6. Waste Disposal and Decontamination
Biological waste (including bacterial cultures, plates, and pipette tips) is subjected to moist heat sterilization at 121 °C for 30 minutes, labeled as "autoclaved", and then placed in dedicated biohazard bins; sharp objects are placed in puncture-resistant sharps containers. Chemical waste is classified into three categories: organic solvents, aldehyde/monoterpene-containing solutions, and general experimental chemical waste, which are placed in corresponding labeled containers and not mixed with biological waste. Decontamination is performed using 75% ethanol and 1% sodium hypochlorite (selected based on material compatibility); instrument surfaces are wiped down before the end of each workday. Clean benches/biosafety cabinets undergo routine UV disinfection and surface disinfection procedures, which are documented.
7. Personnel Training and Access
All team members complete biosafety and chemical safety training for the laboratory before joining the team, and can only operate independently after passing the assessment; specialized training for equipment such as biosafety cabinets, centrifuges, and HPLC is recorded separately. New members must complete their first three key operations (transformation, aseptic transfer, and solvent loading for instrument analysis) under the supervision of a supervisor or teaching assistant. The accident reporting mechanism is publicly available: any spills, needle sticks, chemical exposures, equipment malfunctions, or non-compliance with procedures must be documented in an incident form within 24 hours, and the safety officer will review and verify improvement measures.

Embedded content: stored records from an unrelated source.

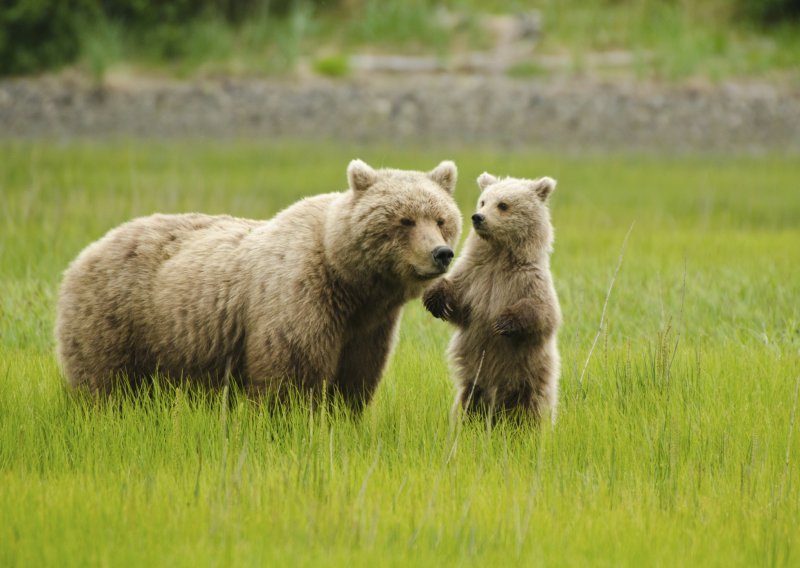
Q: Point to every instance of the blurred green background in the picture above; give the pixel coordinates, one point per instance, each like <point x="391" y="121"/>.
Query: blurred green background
<point x="671" y="39"/>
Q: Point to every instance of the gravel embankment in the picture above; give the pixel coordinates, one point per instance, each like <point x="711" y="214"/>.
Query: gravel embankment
<point x="433" y="109"/>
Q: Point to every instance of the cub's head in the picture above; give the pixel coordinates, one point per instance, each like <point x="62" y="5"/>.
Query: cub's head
<point x="513" y="212"/>
<point x="405" y="222"/>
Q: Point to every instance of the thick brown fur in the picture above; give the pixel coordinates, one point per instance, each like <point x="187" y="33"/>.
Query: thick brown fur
<point x="309" y="298"/>
<point x="501" y="298"/>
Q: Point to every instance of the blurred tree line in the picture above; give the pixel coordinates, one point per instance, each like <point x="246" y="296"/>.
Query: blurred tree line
<point x="37" y="35"/>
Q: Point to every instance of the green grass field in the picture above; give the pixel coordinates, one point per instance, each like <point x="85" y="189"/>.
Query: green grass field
<point x="679" y="446"/>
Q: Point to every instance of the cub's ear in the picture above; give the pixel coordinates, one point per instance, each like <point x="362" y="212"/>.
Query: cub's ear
<point x="445" y="174"/>
<point x="543" y="187"/>
<point x="485" y="180"/>
<point x="360" y="175"/>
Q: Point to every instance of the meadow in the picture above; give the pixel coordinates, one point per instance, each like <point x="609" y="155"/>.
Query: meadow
<point x="678" y="445"/>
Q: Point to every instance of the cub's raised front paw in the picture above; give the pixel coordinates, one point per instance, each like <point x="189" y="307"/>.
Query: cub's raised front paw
<point x="436" y="300"/>
<point x="506" y="324"/>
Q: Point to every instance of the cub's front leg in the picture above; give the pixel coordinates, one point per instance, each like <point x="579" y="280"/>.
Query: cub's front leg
<point x="526" y="318"/>
<point x="443" y="302"/>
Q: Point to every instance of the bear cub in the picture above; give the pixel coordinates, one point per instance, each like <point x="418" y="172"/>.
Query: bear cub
<point x="501" y="298"/>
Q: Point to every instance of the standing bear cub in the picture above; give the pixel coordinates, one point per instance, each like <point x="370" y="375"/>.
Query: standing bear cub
<point x="501" y="297"/>
<point x="310" y="298"/>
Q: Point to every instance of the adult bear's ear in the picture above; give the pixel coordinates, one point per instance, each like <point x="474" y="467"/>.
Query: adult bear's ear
<point x="360" y="175"/>
<point x="543" y="187"/>
<point x="485" y="180"/>
<point x="445" y="174"/>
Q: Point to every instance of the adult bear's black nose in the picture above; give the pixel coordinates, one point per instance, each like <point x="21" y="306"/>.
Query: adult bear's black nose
<point x="442" y="256"/>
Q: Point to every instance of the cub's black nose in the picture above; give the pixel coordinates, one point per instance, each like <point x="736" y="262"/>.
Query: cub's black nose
<point x="442" y="256"/>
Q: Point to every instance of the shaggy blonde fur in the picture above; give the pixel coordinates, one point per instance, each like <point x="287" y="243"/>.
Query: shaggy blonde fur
<point x="501" y="297"/>
<point x="311" y="297"/>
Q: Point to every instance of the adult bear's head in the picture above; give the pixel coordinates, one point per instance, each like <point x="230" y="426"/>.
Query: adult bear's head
<point x="401" y="224"/>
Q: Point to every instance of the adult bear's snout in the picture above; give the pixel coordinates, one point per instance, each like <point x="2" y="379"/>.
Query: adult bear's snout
<point x="442" y="256"/>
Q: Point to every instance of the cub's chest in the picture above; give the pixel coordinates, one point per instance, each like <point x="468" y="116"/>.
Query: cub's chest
<point x="488" y="292"/>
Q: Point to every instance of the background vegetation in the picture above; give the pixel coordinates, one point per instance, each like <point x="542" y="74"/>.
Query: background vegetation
<point x="670" y="38"/>
<point x="679" y="445"/>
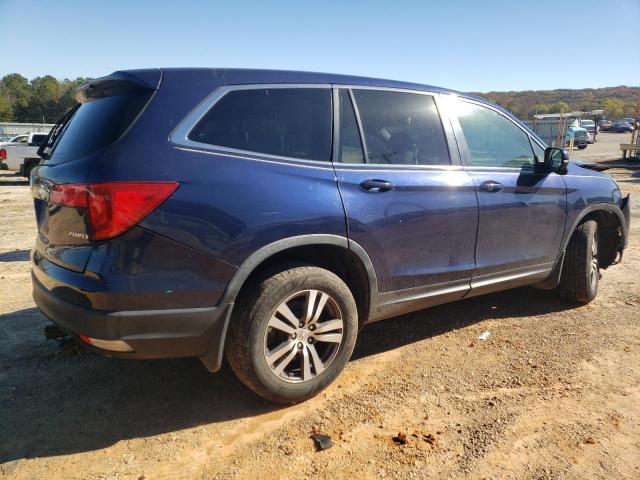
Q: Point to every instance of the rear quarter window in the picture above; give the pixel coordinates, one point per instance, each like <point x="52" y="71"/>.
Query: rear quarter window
<point x="287" y="122"/>
<point x="97" y="124"/>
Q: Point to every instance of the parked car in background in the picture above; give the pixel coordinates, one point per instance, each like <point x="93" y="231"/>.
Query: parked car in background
<point x="580" y="135"/>
<point x="621" y="126"/>
<point x="21" y="157"/>
<point x="591" y="127"/>
<point x="605" y="125"/>
<point x="269" y="215"/>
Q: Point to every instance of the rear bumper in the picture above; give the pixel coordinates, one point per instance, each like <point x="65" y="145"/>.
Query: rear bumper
<point x="190" y="332"/>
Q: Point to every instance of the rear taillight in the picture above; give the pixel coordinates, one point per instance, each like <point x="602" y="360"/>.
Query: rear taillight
<point x="114" y="207"/>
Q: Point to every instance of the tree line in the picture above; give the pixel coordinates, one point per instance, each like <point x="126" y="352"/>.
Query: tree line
<point x="46" y="99"/>
<point x="616" y="102"/>
<point x="39" y="100"/>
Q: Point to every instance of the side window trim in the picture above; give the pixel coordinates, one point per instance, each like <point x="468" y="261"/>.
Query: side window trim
<point x="363" y="140"/>
<point x="180" y="134"/>
<point x="462" y="143"/>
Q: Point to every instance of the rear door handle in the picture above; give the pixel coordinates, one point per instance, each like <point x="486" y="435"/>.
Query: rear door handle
<point x="374" y="185"/>
<point x="490" y="186"/>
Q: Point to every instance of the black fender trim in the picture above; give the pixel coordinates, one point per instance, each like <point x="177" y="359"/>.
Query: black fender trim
<point x="262" y="254"/>
<point x="213" y="357"/>
<point x="622" y="218"/>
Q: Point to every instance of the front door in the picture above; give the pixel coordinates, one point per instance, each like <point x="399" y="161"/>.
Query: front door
<point x="522" y="213"/>
<point x="407" y="205"/>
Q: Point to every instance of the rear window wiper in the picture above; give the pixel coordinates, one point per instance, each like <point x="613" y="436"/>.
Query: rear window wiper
<point x="46" y="147"/>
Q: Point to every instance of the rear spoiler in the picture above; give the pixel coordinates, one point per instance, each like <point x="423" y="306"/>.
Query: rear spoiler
<point x="118" y="83"/>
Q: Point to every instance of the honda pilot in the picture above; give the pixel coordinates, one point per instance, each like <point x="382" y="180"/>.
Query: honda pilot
<point x="269" y="215"/>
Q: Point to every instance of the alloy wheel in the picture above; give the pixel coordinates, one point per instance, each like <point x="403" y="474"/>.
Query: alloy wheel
<point x="303" y="336"/>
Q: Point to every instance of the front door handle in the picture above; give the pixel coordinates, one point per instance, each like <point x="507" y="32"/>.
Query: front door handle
<point x="374" y="185"/>
<point x="490" y="186"/>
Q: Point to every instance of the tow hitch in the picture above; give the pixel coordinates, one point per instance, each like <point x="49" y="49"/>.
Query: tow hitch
<point x="66" y="343"/>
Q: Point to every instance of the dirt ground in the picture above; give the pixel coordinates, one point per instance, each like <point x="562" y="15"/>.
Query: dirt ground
<point x="554" y="392"/>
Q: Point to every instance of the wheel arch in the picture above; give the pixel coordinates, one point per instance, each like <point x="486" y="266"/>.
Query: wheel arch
<point x="611" y="225"/>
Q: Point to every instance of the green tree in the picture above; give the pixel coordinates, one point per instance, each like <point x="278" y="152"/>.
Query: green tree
<point x="16" y="92"/>
<point x="541" y="108"/>
<point x="6" y="112"/>
<point x="613" y="108"/>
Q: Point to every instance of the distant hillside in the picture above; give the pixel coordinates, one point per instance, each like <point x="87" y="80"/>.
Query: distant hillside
<point x="615" y="101"/>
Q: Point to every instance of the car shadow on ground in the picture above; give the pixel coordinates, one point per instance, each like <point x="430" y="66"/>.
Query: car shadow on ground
<point x="15" y="256"/>
<point x="56" y="404"/>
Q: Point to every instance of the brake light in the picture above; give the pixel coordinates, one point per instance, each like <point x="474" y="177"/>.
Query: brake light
<point x="114" y="207"/>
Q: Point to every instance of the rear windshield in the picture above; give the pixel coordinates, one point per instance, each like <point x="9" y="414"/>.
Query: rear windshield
<point x="97" y="124"/>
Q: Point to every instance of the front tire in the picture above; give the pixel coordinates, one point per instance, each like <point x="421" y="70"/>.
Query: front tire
<point x="581" y="270"/>
<point x="292" y="334"/>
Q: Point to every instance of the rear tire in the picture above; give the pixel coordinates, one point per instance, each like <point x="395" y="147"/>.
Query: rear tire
<point x="580" y="271"/>
<point x="275" y="346"/>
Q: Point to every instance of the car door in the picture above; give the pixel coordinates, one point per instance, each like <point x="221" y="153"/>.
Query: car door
<point x="522" y="212"/>
<point x="411" y="207"/>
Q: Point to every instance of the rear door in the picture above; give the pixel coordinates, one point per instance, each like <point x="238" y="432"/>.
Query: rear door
<point x="522" y="213"/>
<point x="408" y="201"/>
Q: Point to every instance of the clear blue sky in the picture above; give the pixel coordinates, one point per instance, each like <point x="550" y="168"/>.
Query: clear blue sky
<point x="466" y="45"/>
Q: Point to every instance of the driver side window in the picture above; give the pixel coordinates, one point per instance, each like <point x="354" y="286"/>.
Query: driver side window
<point x="492" y="139"/>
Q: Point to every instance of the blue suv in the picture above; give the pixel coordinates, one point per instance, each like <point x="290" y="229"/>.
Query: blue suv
<point x="268" y="215"/>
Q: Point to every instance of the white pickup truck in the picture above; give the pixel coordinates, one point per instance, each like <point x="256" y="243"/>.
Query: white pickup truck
<point x="22" y="156"/>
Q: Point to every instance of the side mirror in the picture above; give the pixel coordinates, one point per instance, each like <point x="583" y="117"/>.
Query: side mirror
<point x="556" y="160"/>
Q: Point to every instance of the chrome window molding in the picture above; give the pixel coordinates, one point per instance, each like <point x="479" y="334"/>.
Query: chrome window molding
<point x="180" y="135"/>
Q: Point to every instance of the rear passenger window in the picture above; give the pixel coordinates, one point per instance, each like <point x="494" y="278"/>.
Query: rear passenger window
<point x="492" y="139"/>
<point x="288" y="122"/>
<point x="401" y="128"/>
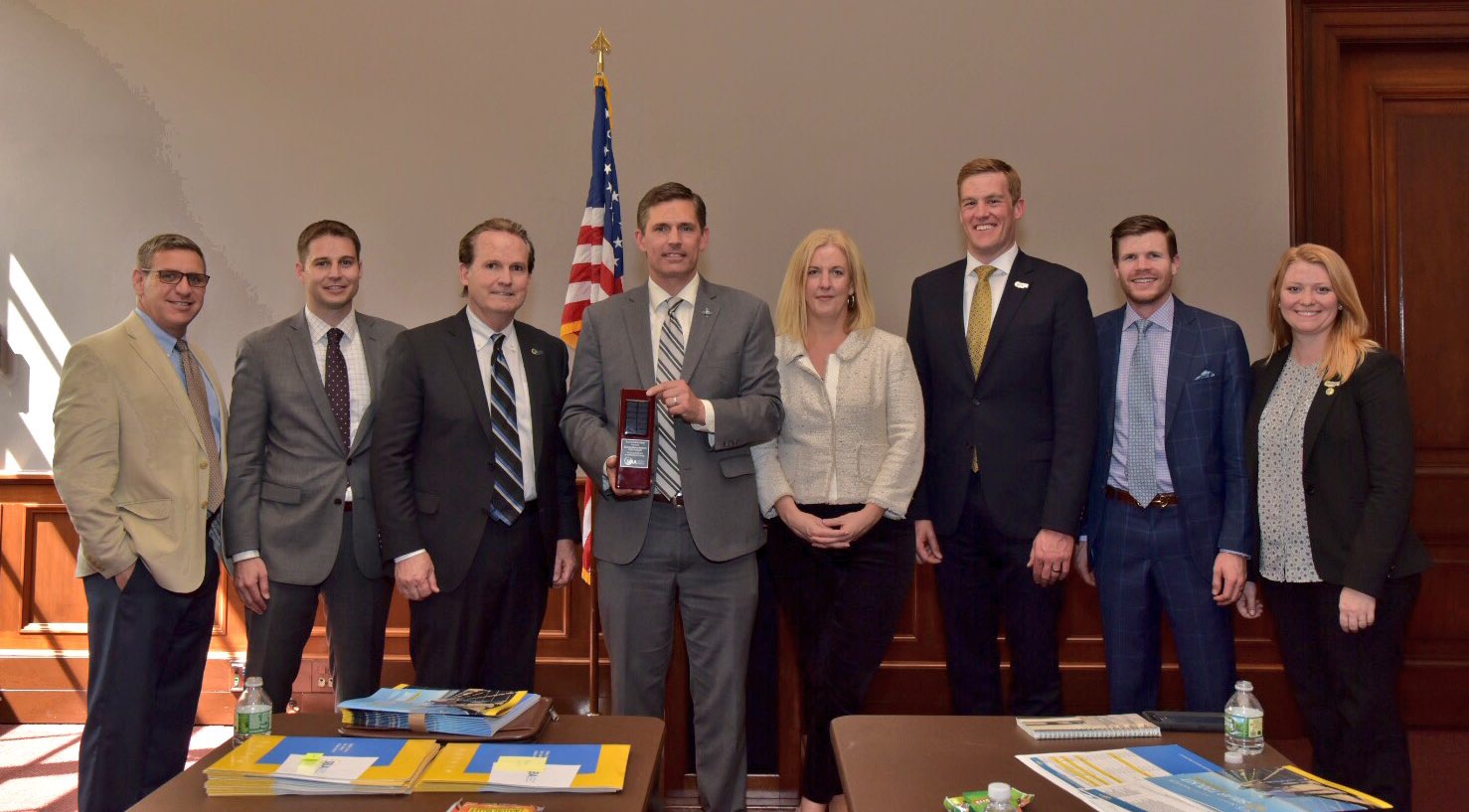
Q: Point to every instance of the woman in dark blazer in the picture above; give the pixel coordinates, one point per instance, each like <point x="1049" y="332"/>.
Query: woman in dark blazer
<point x="1330" y="449"/>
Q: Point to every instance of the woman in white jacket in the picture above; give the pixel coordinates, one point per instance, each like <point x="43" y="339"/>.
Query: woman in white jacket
<point x="839" y="477"/>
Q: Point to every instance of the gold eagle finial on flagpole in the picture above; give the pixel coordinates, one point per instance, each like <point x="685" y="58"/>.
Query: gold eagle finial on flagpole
<point x="601" y="46"/>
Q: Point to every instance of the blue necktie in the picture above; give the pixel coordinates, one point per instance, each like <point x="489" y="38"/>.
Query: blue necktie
<point x="510" y="492"/>
<point x="1142" y="479"/>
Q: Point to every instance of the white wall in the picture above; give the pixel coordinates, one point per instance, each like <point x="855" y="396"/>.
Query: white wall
<point x="240" y="122"/>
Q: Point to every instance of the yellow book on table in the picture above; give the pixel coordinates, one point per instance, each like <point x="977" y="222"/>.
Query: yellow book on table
<point x="541" y="768"/>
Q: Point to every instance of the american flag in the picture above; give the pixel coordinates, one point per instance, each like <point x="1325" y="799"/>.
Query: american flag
<point x="596" y="272"/>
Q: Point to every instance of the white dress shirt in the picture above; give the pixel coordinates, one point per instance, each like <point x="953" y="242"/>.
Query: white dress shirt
<point x="971" y="277"/>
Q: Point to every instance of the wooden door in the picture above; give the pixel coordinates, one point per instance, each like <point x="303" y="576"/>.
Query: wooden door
<point x="1380" y="135"/>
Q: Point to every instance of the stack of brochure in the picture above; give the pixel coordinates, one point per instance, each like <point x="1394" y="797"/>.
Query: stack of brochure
<point x="1115" y="726"/>
<point x="526" y="768"/>
<point x="319" y="765"/>
<point x="463" y="713"/>
<point x="1171" y="777"/>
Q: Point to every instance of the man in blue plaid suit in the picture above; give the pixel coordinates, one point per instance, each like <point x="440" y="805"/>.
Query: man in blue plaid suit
<point x="1170" y="513"/>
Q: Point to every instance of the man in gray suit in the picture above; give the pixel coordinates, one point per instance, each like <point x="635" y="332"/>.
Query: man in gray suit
<point x="298" y="498"/>
<point x="706" y="353"/>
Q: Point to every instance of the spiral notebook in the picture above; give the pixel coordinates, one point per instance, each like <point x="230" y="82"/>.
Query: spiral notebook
<point x="1114" y="726"/>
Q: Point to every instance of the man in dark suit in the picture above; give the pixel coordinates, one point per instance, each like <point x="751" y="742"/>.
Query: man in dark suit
<point x="706" y="353"/>
<point x="1007" y="359"/>
<point x="1170" y="508"/>
<point x="298" y="497"/>
<point x="138" y="426"/>
<point x="475" y="489"/>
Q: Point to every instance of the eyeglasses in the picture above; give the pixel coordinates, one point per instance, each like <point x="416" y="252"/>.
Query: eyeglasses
<point x="172" y="276"/>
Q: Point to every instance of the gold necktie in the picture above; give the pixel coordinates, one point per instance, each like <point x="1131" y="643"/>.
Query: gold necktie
<point x="979" y="329"/>
<point x="979" y="335"/>
<point x="197" y="399"/>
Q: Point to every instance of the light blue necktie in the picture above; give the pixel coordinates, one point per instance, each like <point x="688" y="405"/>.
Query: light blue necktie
<point x="1142" y="479"/>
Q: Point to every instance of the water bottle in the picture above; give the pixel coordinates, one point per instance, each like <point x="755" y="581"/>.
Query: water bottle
<point x="252" y="711"/>
<point x="1244" y="722"/>
<point x="999" y="797"/>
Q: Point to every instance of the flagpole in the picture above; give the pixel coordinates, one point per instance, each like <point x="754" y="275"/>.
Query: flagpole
<point x="593" y="618"/>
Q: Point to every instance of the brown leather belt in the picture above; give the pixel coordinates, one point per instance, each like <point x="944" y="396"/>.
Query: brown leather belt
<point x="1161" y="501"/>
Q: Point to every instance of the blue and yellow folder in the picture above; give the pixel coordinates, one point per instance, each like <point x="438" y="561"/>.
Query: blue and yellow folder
<point x="538" y="768"/>
<point x="319" y="765"/>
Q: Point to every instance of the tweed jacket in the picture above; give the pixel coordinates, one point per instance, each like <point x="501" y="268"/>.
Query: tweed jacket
<point x="869" y="448"/>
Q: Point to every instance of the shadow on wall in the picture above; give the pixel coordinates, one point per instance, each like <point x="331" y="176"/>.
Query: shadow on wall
<point x="83" y="179"/>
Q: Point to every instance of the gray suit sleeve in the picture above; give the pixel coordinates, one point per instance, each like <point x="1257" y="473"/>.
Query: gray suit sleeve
<point x="249" y="412"/>
<point x="584" y="423"/>
<point x="755" y="414"/>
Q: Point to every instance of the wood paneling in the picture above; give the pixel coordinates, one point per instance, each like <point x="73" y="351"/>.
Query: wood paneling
<point x="1380" y="169"/>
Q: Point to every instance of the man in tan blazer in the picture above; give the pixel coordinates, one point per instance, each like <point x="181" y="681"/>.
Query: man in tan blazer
<point x="138" y="426"/>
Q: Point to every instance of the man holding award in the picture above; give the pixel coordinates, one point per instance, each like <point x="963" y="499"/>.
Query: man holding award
<point x="700" y="359"/>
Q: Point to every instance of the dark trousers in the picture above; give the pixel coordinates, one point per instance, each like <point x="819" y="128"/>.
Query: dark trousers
<point x="484" y="632"/>
<point x="147" y="649"/>
<point x="844" y="605"/>
<point x="983" y="575"/>
<point x="1143" y="568"/>
<point x="356" y="621"/>
<point x="1346" y="683"/>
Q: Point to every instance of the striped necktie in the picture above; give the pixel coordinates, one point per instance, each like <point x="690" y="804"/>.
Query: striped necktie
<point x="666" y="479"/>
<point x="510" y="491"/>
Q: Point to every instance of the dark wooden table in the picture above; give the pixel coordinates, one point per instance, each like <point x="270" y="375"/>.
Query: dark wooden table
<point x="912" y="762"/>
<point x="644" y="732"/>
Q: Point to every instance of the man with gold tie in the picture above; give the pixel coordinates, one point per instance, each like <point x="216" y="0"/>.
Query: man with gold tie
<point x="138" y="426"/>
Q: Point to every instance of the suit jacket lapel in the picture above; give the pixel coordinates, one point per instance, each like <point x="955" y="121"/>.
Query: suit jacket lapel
<point x="639" y="332"/>
<point x="304" y="354"/>
<point x="1317" y="417"/>
<point x="1017" y="285"/>
<point x="147" y="348"/>
<point x="461" y="357"/>
<point x="377" y="354"/>
<point x="1109" y="359"/>
<point x="534" y="359"/>
<point x="704" y="313"/>
<point x="1183" y="348"/>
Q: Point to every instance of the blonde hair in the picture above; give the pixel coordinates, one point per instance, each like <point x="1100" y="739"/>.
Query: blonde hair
<point x="790" y="310"/>
<point x="982" y="166"/>
<point x="1348" y="344"/>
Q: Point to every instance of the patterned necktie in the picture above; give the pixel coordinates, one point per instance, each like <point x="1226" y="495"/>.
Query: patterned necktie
<point x="1142" y="479"/>
<point x="979" y="329"/>
<point x="199" y="399"/>
<point x="337" y="391"/>
<point x="666" y="479"/>
<point x="979" y="332"/>
<point x="510" y="491"/>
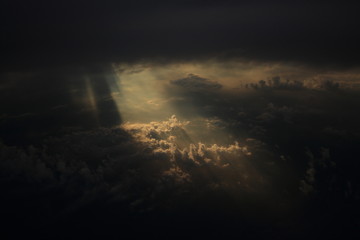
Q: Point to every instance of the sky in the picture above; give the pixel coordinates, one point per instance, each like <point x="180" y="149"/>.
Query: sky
<point x="181" y="119"/>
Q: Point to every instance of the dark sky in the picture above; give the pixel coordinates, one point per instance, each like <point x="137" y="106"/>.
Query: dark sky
<point x="37" y="33"/>
<point x="156" y="119"/>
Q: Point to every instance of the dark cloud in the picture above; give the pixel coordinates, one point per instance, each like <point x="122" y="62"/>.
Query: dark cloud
<point x="39" y="103"/>
<point x="195" y="83"/>
<point x="62" y="32"/>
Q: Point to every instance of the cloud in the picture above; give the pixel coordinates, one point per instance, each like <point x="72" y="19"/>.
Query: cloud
<point x="195" y="83"/>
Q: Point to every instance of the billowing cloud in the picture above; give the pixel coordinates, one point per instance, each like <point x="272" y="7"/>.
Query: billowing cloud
<point x="196" y="83"/>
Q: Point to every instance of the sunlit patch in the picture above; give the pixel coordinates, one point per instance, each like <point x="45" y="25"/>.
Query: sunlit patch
<point x="172" y="140"/>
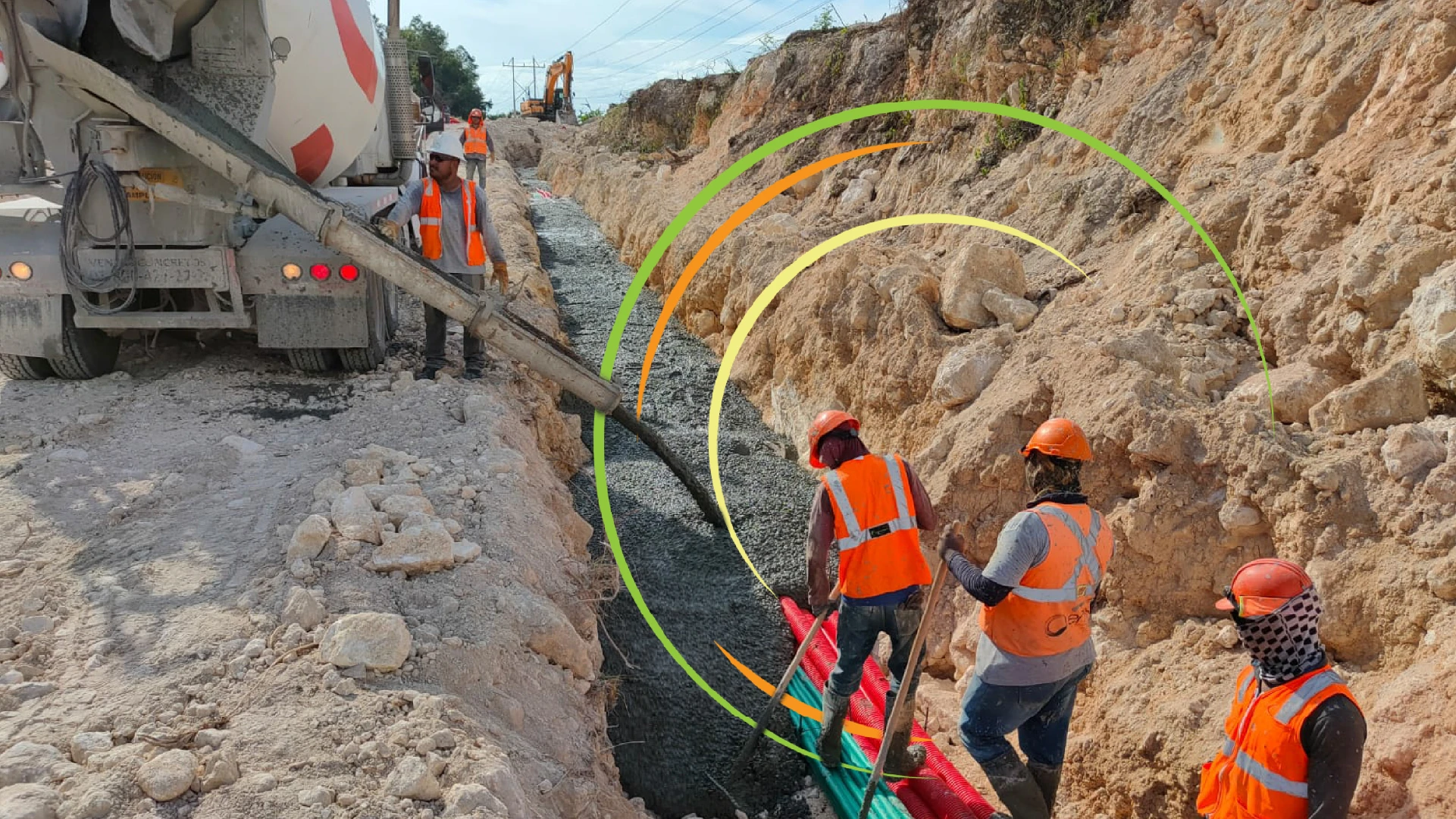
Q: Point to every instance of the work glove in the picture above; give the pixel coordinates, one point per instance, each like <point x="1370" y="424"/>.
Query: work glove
<point x="951" y="542"/>
<point x="387" y="229"/>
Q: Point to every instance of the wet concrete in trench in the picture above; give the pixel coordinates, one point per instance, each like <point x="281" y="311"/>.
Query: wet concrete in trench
<point x="673" y="744"/>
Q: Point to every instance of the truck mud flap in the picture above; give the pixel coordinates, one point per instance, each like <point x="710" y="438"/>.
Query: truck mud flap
<point x="30" y="327"/>
<point x="311" y="321"/>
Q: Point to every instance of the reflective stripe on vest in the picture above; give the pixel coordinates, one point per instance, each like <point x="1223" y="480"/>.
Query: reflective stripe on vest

8. Transportation and Storage
Plasmids, bacterial strains, and standard samples are all sealed in secondary containers, attached with hazardous material labels and SDS summaries, and transported on campus via designated routes and during specified time windows; external cooperation or shipment strictly follows channels with qualified carriers. Frozen inventory is backed up twice at -80 °C, and the consistency between labels and electronic records is verified regularly; expired samples are uniformly discarded after autoclaving.
9. Environment and Ethics
This project does not conduct any form of environmental release, field trials, or capture of wild vector insects; if entomological assessment is required, it will be limited to pathogen-free, long-term laboratory-reared strains in a qualified entomological laboratory, and will comply with the ethics and safety regulations of the corresponding institution. We do not collect human samples or conduct volunteer exposure tests or skin patch tests.
10. Risk Assessment and Mitigation
At the pathway level, the main risks are the stress of intermediates/products on cells and the escape of volatile substances. We achieve flux balance through dual induction and hierarchical expression, prioritize ensuring that the intensity of the terminal GeDH is not lower than that of the upstream, and if necessary, adopt in-situ encapsulation/microextraction to reduce the peak concentration in the aqueous phase. At the experimental level, the main risks are the volatility and flammability of solvents and monoterpenes, which have been controlled through engineering measures such as fume hoods, low dosages, sealed transportation, and classified disposal. At the organizational level, we have established a closed loop of pre-training, in-process inspections, and post-event reviews to ensure that "risks are identifiable, measures are implementable, and records are traceable".